Throwing Birthday Parties That Give Back
Start a new tradition with a charitable birthday bash
This birthday girl collected some most-needed items at her Bright Blessings party.
Courtesy of Bright Blessings
The anniversary of the birth of a child is a celebratory time. We gather friends and family to sing “Happy Birthday,” eat cake and play games. Then the long-awaited moment arrives, the birthday boy or girl opens the pile of birthday presents. Some families in Charlotte, however, are swapping birthday presents for a new tradition — birthday parties that give back with a service component included in the celebration.
Melina DeLeon’s invitation to her son’s second birthday party asked parents to bring a new or used book in lieu of a gift. Guests took DeLeon’s offer seriously and cleared their shelves. More than 100 books were donated to Promising Pages, a nonprofit organization that gives books to underserved children in Charlotte.
“It’s very important that we give back to the community, in general,” DeLeon, 34, says. “We want to instill that in our kids at a very young age. These types of birthday parties and volunteering will give them a sense of compassion for people.”
Organizations in Charlotte like Promising Pages benefit from these types of birthday celebrations. The Humane Society of Charlotte has been the recipient of fundraisers and supply drives. If they know a child is coming to drop off the donations, they try to make it a special experience with a photo, tour and a visit with a furry resident.
“They are kind and generous kids who are already thinking forward,” Emily Cook, Humane Society of Charlotte marketing and communications director, says. “I can only imagine being that young and being aware of community needs.”
The mission of Bright Blessings, a local nonprofit, is to help celebrate the birthdays of underserved students in the school system, and children and adults living in shelters. The organization supports the growing demand for birthday parties that encourage service and giving with Purpose Parties at its Matthews location. After an educational session about what they’re doing and how it’s important, the birthday child and guests put together kits with snacks, hygiene or baby items.
“It’s great to see kids asking questions,” Erin Clark, program manager, says. “As they absorb the information and work together on a project, you can see them internalize what it would be like if they were in the shoes of some of the children they’re going to help.”
The items for the kits are either provided by the birthday child’s parents or the party guests. Donated kits are then delivered to the shelters and schools. From Your Location Projects may be done at home or anywhere else with guidance from Bright Blessings. The staff helps determine the best project based on the age of the child and what’s most needed.
Noah Levy’s first give-back birthday party was when he turned 4. His mom, Amy Levy, 38, suggested a few places to donate and explained the needs of each organization. They agreed on The Relatives, a nonprofit organization supporting children and youth. The agency needed athletic equipment and Noah’s party was sports-themed. They collected footballs, soccer balls and games.

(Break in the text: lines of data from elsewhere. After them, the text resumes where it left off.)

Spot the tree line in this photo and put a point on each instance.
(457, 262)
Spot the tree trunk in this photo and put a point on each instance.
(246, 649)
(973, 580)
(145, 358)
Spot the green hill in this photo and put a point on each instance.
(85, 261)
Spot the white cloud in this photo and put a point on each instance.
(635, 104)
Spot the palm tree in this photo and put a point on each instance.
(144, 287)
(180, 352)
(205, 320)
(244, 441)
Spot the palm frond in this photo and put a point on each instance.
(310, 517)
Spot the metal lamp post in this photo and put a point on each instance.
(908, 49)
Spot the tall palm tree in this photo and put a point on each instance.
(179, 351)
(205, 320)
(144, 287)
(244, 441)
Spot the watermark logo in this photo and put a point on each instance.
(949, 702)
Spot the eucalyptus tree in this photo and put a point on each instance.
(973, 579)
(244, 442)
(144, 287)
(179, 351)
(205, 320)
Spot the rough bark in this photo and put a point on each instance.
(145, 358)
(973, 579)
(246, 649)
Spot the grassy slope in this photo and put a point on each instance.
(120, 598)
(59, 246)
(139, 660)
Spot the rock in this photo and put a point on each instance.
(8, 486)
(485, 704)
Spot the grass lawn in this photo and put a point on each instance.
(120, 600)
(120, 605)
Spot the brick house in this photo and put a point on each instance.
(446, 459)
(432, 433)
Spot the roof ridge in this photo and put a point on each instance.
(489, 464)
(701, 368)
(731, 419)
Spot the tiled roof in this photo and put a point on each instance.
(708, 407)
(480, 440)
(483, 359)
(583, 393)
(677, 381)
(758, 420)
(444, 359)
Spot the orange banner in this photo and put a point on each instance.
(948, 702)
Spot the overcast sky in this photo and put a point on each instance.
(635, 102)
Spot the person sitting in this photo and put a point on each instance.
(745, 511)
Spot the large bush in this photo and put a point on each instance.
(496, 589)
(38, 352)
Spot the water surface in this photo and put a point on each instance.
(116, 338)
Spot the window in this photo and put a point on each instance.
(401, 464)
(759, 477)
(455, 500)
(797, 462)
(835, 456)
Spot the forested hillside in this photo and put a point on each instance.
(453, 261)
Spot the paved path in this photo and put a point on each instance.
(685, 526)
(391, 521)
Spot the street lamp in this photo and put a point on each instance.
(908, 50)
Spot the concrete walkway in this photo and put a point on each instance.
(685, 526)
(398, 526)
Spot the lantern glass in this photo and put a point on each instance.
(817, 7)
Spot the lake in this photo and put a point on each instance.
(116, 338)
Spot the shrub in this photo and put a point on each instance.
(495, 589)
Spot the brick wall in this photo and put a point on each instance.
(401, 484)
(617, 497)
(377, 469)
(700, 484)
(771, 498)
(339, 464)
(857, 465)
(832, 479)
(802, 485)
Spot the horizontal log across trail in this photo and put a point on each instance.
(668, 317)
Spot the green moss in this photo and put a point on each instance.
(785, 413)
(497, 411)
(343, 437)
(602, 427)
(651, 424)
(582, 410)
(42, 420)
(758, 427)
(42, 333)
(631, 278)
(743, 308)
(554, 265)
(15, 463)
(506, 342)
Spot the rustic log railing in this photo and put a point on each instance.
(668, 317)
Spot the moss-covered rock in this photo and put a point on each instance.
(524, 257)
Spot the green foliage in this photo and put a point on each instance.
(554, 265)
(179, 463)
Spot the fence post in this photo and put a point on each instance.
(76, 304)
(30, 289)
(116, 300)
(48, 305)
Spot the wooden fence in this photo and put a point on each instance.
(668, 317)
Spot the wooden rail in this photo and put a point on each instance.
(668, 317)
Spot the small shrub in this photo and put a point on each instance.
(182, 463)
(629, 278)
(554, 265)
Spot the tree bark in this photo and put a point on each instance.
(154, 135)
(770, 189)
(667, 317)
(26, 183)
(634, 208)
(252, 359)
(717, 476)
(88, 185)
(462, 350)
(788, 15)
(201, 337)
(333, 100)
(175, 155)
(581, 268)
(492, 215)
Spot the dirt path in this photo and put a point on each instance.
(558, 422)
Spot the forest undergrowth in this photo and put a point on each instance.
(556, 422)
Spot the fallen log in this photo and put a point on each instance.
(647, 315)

At his sixth birthday party, Noah wanted to make bags with toiletries and non-perishable items for homeless men. Levy attributes her son’s decision to their family’s involvement with the Men’s Shelter of Charlotte. “It’s something he cares about,” she says. “We make sandwiches together and drop them off at the homeless shelter every few months. We’ve been doing that since he was young.”
Planting the Seed for a Service Party
How do you get your gift-loving child to give up presents? Julie Sanniota, a licensed psychologist in private practice in south Charlotte, says the introduction of the idea and the child’s readiness are key. She recommends families regularly volunteer so that their children learn from those experiences and develop a sense of pride about what they’re doing to help the community.
“I think it’s more beneficial to do it as a way of life,” she says. “Look at the purpose of why you’re doing it and what you’re trying to achieve.”
Giving can build self-esteem and character in children, she says, but advises parents to follow the child’s lead. From a developmental standpoint, children under the age of 9 may not be ready to give up presents, especially if they’ve never participated in community service. She says to ask the child if they’re interested in a give-back party and if they say no, then try again the following year.
Eighth-grader Bekah Shore has initiated several give-back birthday parties. Shore, 14, started when she was 7 because another friend did something similar. At her most recent birthday party, 15 girlfriends sang karaoke, decorated cookies and donated food, treats and toys to Carolina Boxer Rescue. She advises other kids to ask their parents first, but then go ahead and get started with their own give-back party.
“Get your kids involved,” Shore recommends to parents. “Find things your kids are interested in and that way they’re enjoying it. They won’t feel forced into it.”
5 Ideas to Party With Purpose
* Contact Peace Passers to set-up a soccer equipment drive.
* Use the Kids Can Give Too site to raise money for your child’s favorite cause.
* Make kits for Bright Blessings programs.
* Find out what the Humane Society of Charlotte needs.
* Ask party guests to donate books for Promising Pages.
Vanessa Infanzon is a freelance writer who has wanted to write ever since reading Carolyn Keene’s Nancy Drew series. She runs, reads and writes to keep her sense of humor and sanity while raising three boys.